La beata Mariana, que en aquel tiempo era superiora general, escuchó la voz de Cristo en la invitación del
obispo de Honolulu. Buscaba religiosas que asistieran a los enfermos de lepra en la isla de Molokai. Como
Isaías, ella no dudó en responder: "Heme aquí: envíame" (Is 6, 8). Lo dejó todo, y se abandonó
completamente a la voluntad de Dios, a la llamada de la Iglesia y a las exigencias de sus nuevos hermanos y
hermanas. Puso en peligro su salud y su misma vida.

Durante treinta y cinco años vivió en plenitud el mandamiento de amar a Dios y al prójimo.

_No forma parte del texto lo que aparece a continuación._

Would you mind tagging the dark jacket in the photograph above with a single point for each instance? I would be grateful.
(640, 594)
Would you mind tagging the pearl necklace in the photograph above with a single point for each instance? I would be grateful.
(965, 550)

Trabajó de buen
grado con el beato Damián De Veuster, que estaba al final de su extraordinario apostolado. La beata
Mariana amó a los enfermos de lepra más que a sí misma. Los sirvió, los educó y los guió con sabiduría,
amor y fuerza. Veía en ellos el rostro sufriente de Jesús. Como el buen samaritano, se convirtió en su madre.
Sacó fuerza de su fe, de la Eucaristía, de su devoción a nuestra santísima Madre y de la oración. No buscó
honores terrenos o reconocimientos. Escribió: "No espero un lugar elevado en el cielo. Estaré muy
agradecida de tener un rinconcito donde pueda amar a Dios por toda la eternidad".

5. "Ríos de agua viva brotarán del seno" de quien cree en Cristo. La carta a los Gálatas nos indica
sumariamente los signos de su presencia. Son: "amor, alegría, paz, paciencia, afabilidad, bondad, fidelidad,
mansedumbre, dominio de sí" (Ga 5, 22).

Nuestras dos beatas llevaron al mundo los frutos y los signos de la presencia del Espíritu Santo, hablaron el
lenguaje de la verdad y del amor, el único capaz de derribar las barreras de la cultura y de la raza y de
restablecer la unidad de la familia humana, dispersa por el orgullo, por la voluntad de poder y por el
rechazo de la soberanía de Dios, como nos ha dado a entender el relato bíblico de la torre de Babel (cf.
primera lectura).

El Santo Padre Benedicto XVI, al inaugurar su ministerio petrino, reafirmó que "no es el poder lo que
redime, sino el amor. (...) Este es el distintivo de Dios: él mismo es amor. (...) Dios, que se ha hecho
cordero, nos dice que el mundo es salvado por el Crucificado y no por los crucificadores" (Homilía del 24
de abril de 2005: L'Osservatore Romano, edición en lengua española, 29 de abril de 2005, p. 7).

San Ireneo, comentando el acontecimiento de Pentecostés, propuso esta reflexión: "El Espíritu Santo
reducía a unidad a las tribus lejanas, y ofrecía al Padre las primicias de todas las naciones. (...) Porque, de la
misma manera que de la harina seca no puede, sin agua, hacerse una masa única ni un pan único, así
tampoco nosotros, siendo muchos, podíamos unificarnos en Cristo Jesús sin el "agua" del cielo" (Adversus
haereses, III, 17, 2).

Por tanto, en las manos de la beata Ascensión del Corazón de Jesús y de la beata Mariana Cope pongamos
nuestra oración: "Señor, danos de esa agua" (Jn 4, 15). Amén.